Women who ask for pay rise less successful than men, UK poll reveals

Disparity is most evident among women in their 30s and older, and for those in working-class occupations

One in five women who ask for a pay rise are successful in receiving one compared with just under a third of men, polling has found.

A YouGov survey of more than 16,000 adults found that of the 40% of people who asked for a pay rise, just over a quarter succeeded.

But disparities are revealed when breaking down the data along gender lines. Forty-three per cent of men asked for a pay rise, compared with a third (33%) of women. Furthermore, 31% of men were successful, while just over a fifth (21%) of women received a salary increase.

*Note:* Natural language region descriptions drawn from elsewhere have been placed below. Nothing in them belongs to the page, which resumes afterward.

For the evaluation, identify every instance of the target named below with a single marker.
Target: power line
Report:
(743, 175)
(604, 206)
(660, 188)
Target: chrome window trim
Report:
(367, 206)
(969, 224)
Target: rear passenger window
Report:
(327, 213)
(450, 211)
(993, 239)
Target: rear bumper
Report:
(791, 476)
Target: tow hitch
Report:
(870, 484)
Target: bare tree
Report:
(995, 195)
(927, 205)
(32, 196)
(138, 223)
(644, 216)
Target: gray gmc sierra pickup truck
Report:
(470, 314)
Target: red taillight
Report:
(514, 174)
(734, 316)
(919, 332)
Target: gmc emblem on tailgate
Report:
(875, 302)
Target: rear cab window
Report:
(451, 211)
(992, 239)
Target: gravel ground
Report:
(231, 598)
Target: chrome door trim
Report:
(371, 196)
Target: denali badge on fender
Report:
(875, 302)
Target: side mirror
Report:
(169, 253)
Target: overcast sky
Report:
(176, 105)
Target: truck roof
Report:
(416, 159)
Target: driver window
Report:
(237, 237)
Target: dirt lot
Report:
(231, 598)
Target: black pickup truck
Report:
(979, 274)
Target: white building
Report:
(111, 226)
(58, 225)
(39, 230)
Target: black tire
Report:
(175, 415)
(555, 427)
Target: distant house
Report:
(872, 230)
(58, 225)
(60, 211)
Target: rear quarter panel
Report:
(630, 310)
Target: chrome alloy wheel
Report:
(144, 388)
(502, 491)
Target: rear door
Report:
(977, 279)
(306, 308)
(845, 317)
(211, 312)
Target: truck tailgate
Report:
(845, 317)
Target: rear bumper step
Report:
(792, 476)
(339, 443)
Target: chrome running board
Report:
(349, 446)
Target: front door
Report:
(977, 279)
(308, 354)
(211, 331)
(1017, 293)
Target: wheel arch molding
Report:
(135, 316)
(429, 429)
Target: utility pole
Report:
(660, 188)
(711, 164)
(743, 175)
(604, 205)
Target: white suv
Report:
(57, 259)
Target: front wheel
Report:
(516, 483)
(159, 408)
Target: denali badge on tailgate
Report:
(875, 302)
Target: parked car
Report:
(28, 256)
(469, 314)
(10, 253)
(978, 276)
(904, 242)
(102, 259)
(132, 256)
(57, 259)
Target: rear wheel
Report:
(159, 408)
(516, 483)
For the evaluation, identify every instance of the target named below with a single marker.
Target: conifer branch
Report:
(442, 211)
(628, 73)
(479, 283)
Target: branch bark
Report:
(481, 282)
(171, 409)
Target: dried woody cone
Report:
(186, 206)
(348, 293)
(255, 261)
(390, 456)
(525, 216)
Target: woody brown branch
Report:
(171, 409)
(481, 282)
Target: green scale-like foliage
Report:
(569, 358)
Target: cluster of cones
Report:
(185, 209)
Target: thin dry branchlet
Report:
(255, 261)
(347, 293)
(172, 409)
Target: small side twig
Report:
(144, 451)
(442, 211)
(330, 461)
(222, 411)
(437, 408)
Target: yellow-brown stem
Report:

The research found the chasm exists most prominently for those in their 30s and older.

For 18- to 29-year-olds in work, 18% of men and 16% of women have asked for a pay rise and received at least one. However, for adults in their 30s, just under a third (31%) of men who asked for a pay rise were successful, compared with 19% of women.

These disparities further existed along class lines, with the analysis finding that adults in more middle-class occupations are more likely to have asked for a pay rise and been successful than their counterparts in more working-class occupations.

The YouGov analysis comes after gender pay gap reporting was made mandatory by the government in 2017 for all companies with more than 250 employees.

In December, Guardian analysis showed that the gender pay gap reported to the government by the UK’s largest firms is widening, with women being paid a median hourly rate of 10.2% less than their male colleagues.

Jemima Olchawski, the chief executive of the Fawcett Society, said the UK had a “pernicious gender pay gap that needs to be tackled”.

She continued: “Detailed academic research disputes the idea that women are less likely to ask for a pay rise and instead finds that they ask at a similar rate, but typically get slightly less.

“That said, it’s simply not right that women continue to be undervalued for the work they do – be that in paid work or caring responsibilities.

“This research suggests that a gender gap in asking opens in our 30s. That’s when most mothers have their first children – and with so many flexible working requests refused, we know too many mums feel precarious enough in getting work they can do, let along getting a raise. What you come into a job with matters too – it’s not just about pay rises and bonuses.”

Anthony Painter, the director of policy at the Chartered Management Institute, said the “confidence gap” was real and had “detrimental impacts for pay and progression for women”.

“You have to question whether the knock-back figures we see in this research are part of the reason,” he added.

A spokesperson from the government’s equalities hub said: “This government is committed to addressing pay inequality. Through our new pay transparency pilot, we will support organisations to provide salary details as standard on job advertisements.”